Tasman saw no reason to hang around. After naming the place Moordenaers Baij (Murderers’ Bay) he immediately set sail. On 20 December his expedition reached the Manawatu coast of the North Island before crossing the entrance of Cook Strait and anchoring east of Stephens and D’Urville islands. Here the crew encountered what many Wellingtonians have become used to at Christmas time–poor weather. While sheltering from a storm, the Dutch enjoyed the first Christmas dinner in New Zealand–freshly killed pork from the ship’s menagerie washed down with extra rations of wine.
Popular activities for holidaymakers on Christmas:
- Have a traditional Kiwi Christmas
- Go to the beach
- Spend it with a Kiwi family by WWOOFing
- Go on holiday
- Work for extra cash
Have a traditional Kiwi Christmas
New Zealand follows similar Christmas traditions as the UK and the commonwealth, involving Christmas trees, decorations, stockings, gifts, carols, etc. It mixes these traditions with summer-time activities like BBQs, going to the beach, and enjoying the great outdoors.
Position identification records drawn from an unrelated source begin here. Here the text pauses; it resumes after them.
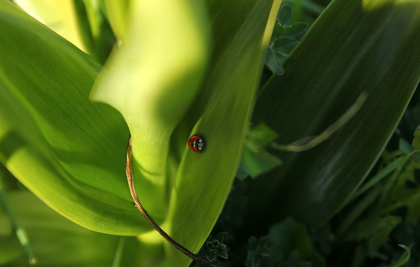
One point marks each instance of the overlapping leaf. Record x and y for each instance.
(354, 47)
(67, 150)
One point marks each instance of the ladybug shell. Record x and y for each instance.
(197, 143)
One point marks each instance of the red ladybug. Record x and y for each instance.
(197, 143)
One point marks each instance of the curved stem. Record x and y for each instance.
(129, 173)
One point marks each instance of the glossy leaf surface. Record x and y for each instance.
(68, 151)
(354, 47)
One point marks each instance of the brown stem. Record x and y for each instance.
(129, 173)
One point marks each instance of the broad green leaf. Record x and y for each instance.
(59, 15)
(221, 113)
(416, 145)
(405, 257)
(67, 150)
(152, 78)
(118, 15)
(291, 236)
(320, 83)
(58, 242)
(94, 28)
(381, 233)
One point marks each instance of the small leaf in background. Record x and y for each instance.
(291, 237)
(216, 248)
(285, 14)
(285, 38)
(258, 251)
(380, 234)
(59, 16)
(256, 160)
(404, 257)
(416, 145)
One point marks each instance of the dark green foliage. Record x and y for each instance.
(256, 160)
(285, 37)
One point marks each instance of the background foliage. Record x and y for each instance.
(353, 198)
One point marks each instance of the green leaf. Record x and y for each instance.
(291, 237)
(94, 28)
(117, 11)
(295, 29)
(55, 240)
(255, 164)
(381, 233)
(67, 150)
(58, 242)
(320, 83)
(159, 83)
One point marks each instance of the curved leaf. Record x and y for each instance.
(67, 150)
(57, 15)
(355, 46)
(152, 79)
(221, 113)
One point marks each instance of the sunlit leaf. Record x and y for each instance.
(319, 85)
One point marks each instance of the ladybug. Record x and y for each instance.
(197, 143)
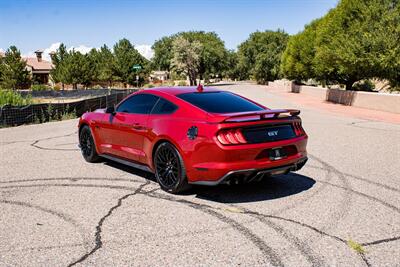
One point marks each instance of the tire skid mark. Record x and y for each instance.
(72, 179)
(372, 198)
(363, 179)
(345, 202)
(257, 241)
(98, 238)
(60, 215)
(37, 140)
(357, 125)
(305, 199)
(352, 191)
(314, 261)
(271, 255)
(304, 249)
(150, 193)
(35, 143)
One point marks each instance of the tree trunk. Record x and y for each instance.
(349, 85)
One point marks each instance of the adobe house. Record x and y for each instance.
(39, 68)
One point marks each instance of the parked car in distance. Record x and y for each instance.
(195, 135)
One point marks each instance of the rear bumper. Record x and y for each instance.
(249, 175)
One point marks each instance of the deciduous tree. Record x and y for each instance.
(13, 72)
(125, 56)
(186, 57)
(260, 55)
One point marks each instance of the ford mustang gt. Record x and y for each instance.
(190, 135)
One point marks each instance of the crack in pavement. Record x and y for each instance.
(205, 208)
(98, 240)
(361, 179)
(381, 241)
(60, 215)
(271, 255)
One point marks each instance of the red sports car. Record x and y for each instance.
(190, 135)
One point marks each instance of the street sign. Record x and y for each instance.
(136, 67)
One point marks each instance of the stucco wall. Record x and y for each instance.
(375, 101)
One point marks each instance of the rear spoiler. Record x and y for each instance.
(258, 115)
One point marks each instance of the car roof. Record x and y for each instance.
(180, 90)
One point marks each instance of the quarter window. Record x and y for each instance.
(164, 107)
(139, 104)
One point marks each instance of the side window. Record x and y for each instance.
(164, 107)
(139, 104)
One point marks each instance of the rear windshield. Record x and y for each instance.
(219, 102)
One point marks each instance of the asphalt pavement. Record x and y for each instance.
(341, 209)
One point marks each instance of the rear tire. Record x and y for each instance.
(170, 169)
(87, 145)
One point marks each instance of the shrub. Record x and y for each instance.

So while you are backpacking at Christmas, you can follow the traditional Kiwi Christmas. Although Christmas is a family-orientated in New Zealand, you can follow the traditions listed below with your flatmates and backpacker buddies.
Wrapped in festive paper, gifts are always under a Christmas tree and opened on Christmas Day morning.
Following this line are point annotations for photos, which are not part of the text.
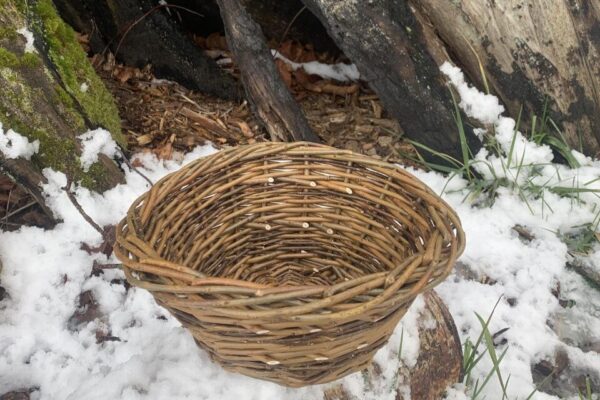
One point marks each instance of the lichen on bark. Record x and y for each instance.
(42, 98)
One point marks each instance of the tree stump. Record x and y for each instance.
(439, 364)
(51, 94)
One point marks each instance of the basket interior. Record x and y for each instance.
(294, 221)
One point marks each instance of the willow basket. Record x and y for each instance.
(289, 262)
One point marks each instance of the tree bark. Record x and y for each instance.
(386, 42)
(43, 98)
(266, 91)
(438, 366)
(538, 54)
(154, 39)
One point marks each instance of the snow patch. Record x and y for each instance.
(94, 142)
(13, 145)
(483, 107)
(340, 71)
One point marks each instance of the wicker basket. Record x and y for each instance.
(290, 262)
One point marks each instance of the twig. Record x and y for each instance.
(85, 216)
(18, 210)
(147, 13)
(134, 168)
(287, 29)
(7, 206)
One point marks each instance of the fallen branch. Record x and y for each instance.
(266, 91)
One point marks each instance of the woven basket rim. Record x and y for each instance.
(295, 148)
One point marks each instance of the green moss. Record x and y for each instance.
(7, 33)
(74, 69)
(57, 153)
(30, 60)
(41, 106)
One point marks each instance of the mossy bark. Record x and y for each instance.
(43, 99)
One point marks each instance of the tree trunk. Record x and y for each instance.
(270, 98)
(537, 54)
(51, 94)
(386, 42)
(140, 34)
(438, 366)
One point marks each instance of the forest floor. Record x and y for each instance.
(524, 294)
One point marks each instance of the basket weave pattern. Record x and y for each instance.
(291, 262)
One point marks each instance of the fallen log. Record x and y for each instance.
(265, 89)
(51, 94)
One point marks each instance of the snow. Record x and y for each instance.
(94, 142)
(45, 271)
(13, 145)
(340, 71)
(29, 47)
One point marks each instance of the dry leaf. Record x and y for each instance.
(144, 139)
(246, 131)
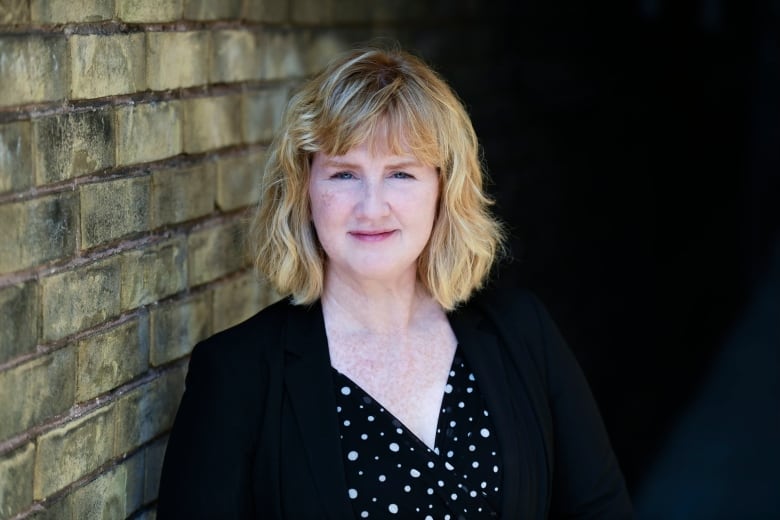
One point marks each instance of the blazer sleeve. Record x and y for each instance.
(587, 480)
(207, 466)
There are two types of Christmas tree in New Zealand. One is a pine tree, usually artificial, to decorate inside the house. The other tree is the pohutukawa tree, which blossoms with red flowers around Christmas time. They mostly grow in coastal areas of the North Island.
The beautiful pohutukawa is a New Zealand’s iconic Christmas tree. The pohutukawa also holds a prominent place in Maori culture: the locals believe an 800-year-old tree clinging to the cliffs of Cape Reinga guards the entrance to a sacred cave through which spirits pass on their way to the next world.
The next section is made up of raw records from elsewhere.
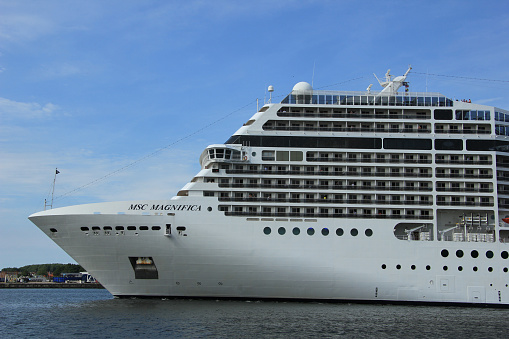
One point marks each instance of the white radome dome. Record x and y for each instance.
(302, 87)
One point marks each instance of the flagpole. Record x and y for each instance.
(53, 190)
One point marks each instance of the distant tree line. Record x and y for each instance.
(43, 269)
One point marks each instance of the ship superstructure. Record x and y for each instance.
(368, 196)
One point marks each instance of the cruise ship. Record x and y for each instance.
(368, 196)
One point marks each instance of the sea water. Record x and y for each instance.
(92, 313)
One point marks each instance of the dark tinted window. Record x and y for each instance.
(487, 145)
(306, 142)
(449, 144)
(407, 143)
(443, 114)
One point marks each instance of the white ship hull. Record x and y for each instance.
(233, 258)
(357, 196)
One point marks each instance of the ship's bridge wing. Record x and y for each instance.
(222, 153)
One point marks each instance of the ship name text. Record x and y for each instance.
(154, 207)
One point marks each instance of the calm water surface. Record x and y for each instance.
(59, 313)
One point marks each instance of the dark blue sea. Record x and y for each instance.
(92, 313)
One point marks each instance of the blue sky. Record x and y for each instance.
(92, 86)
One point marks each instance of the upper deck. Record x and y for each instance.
(353, 98)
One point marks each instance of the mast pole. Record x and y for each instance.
(53, 190)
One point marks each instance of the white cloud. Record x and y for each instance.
(26, 110)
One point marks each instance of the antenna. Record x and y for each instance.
(52, 191)
(313, 77)
(270, 89)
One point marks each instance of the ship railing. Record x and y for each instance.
(407, 116)
(370, 160)
(327, 201)
(327, 187)
(457, 175)
(334, 215)
(471, 237)
(450, 189)
(463, 162)
(464, 203)
(336, 173)
(462, 131)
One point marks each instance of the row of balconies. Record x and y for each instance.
(327, 215)
(364, 173)
(328, 187)
(330, 201)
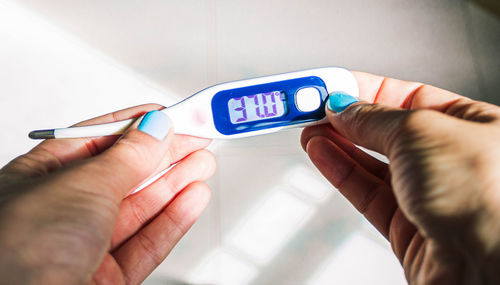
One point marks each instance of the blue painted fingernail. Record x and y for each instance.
(338, 101)
(156, 124)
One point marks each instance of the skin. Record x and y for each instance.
(65, 213)
(437, 200)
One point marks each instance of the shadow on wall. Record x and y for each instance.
(490, 5)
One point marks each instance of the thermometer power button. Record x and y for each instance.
(308, 99)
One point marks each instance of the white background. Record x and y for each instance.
(272, 219)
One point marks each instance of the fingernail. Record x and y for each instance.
(156, 124)
(338, 101)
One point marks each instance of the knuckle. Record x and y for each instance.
(416, 119)
(150, 248)
(130, 153)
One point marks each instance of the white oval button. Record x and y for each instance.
(307, 99)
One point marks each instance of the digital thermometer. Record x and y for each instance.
(242, 108)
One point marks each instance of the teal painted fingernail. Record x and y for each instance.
(338, 101)
(156, 124)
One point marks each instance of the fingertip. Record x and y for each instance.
(339, 101)
(156, 124)
(309, 132)
(208, 161)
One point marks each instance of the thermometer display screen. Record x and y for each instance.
(256, 107)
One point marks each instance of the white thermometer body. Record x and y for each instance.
(242, 108)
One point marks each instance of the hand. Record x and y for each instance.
(65, 213)
(438, 200)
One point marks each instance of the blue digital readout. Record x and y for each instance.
(264, 106)
(256, 107)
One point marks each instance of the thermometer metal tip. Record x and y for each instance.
(42, 134)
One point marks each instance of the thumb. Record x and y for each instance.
(379, 127)
(128, 163)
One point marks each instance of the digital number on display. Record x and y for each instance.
(256, 107)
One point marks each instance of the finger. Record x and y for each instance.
(414, 95)
(382, 128)
(132, 159)
(139, 209)
(403, 94)
(368, 162)
(109, 272)
(140, 255)
(369, 195)
(401, 233)
(53, 154)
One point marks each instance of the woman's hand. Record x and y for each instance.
(65, 213)
(438, 201)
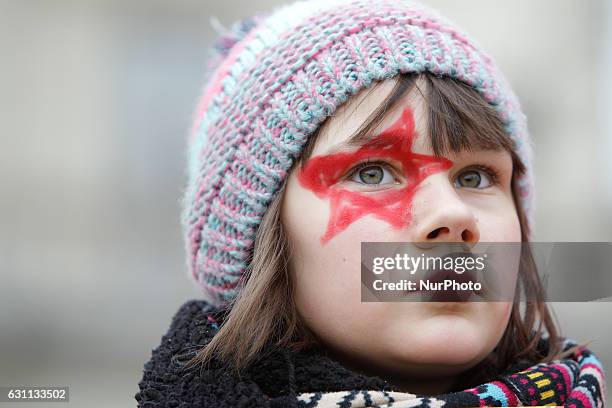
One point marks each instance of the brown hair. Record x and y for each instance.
(263, 316)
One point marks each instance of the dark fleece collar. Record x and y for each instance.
(283, 377)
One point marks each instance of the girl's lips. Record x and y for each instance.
(439, 276)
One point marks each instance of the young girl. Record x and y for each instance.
(329, 123)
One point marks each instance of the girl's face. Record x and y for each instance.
(402, 194)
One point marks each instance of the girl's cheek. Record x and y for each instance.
(323, 175)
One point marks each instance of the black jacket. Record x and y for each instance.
(273, 381)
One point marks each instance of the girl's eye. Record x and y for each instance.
(372, 175)
(474, 179)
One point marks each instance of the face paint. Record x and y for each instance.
(393, 205)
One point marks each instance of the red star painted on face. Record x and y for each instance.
(322, 173)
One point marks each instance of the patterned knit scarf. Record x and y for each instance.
(307, 379)
(573, 382)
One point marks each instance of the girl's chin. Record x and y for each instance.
(450, 340)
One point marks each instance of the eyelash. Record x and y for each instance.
(368, 163)
(491, 172)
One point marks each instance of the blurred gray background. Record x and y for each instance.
(95, 104)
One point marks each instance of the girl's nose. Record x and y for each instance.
(441, 215)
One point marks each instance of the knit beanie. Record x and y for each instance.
(275, 78)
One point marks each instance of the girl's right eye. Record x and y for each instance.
(372, 174)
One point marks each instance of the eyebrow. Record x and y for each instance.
(358, 139)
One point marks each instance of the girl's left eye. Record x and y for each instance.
(474, 178)
(373, 174)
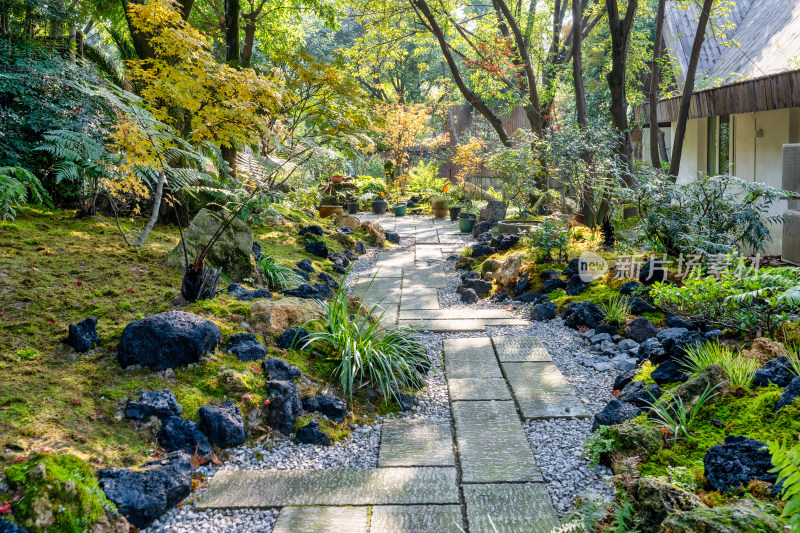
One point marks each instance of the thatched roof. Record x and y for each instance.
(764, 40)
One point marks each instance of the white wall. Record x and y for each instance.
(756, 153)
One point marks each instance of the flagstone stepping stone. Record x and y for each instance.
(425, 276)
(465, 389)
(266, 489)
(443, 326)
(492, 446)
(470, 358)
(417, 297)
(322, 520)
(520, 349)
(416, 442)
(542, 392)
(510, 507)
(416, 519)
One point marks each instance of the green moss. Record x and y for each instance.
(743, 413)
(60, 494)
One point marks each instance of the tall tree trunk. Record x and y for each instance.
(620, 30)
(688, 89)
(233, 52)
(655, 81)
(249, 40)
(162, 179)
(427, 18)
(577, 65)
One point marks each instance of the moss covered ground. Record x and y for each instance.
(56, 269)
The pohutukawa tree (Metrosideros excelsa) with its crimson flower has become an established part of the New Zealand Christmas tradition. This iconic Kiwi Christmas tree, which often features on greeting cards and in poems and songs, has become an important symbol for New Zealanders at home and abroad.
Christmas Eve and boxing day
Christmas is a 3-day event. Christmas Eve (24-December), involves some New Zealand families to go to Midnight Mass at church. Christmas Day (25-December), is when everybody opens their presents and families enjoy Christmas dinner together. Boxing Day (26-December) extends the time spent with family or going to some mad Boxing Day sales!
The food enjoyed on Christmas day differs from family to family. Some like a traditional roast like roast ham, veggies, potatoes, and gravy. For dessert, they can have Christmas pudding, “Christmas Cake” (fruit cake) or mince pies. Other families enjoy a lighter meal, obviously because it is summer, such as a BBQ, salads, and the pavlova for dessert. People prefer to enjoy the latter outdoors at the beach or in the garden.
What else can I do on Christmas?
Spend Christmas with some WWOOFING hosts
Christmas with WWOOFing hosts is a way to become a part of the New Zealand family Christmas!
WWOOFing is working usually for about 3 to 4 hours, five days a week, in exchange for food and accommodation. Although traditionally, WWOOFing was just for families with farms, now there are all kinds of hosts looking for backpackers to help with tasks for a cultural exchange.
Work at Christmas
If you are more of a practical traveler, then consider working during the Christmas period. With no family obligations, you are free as a bird. Also, it’s likely that you will get paid doubled salary during the public holidays like Christmas Eve, Christmas day and Boxing Day.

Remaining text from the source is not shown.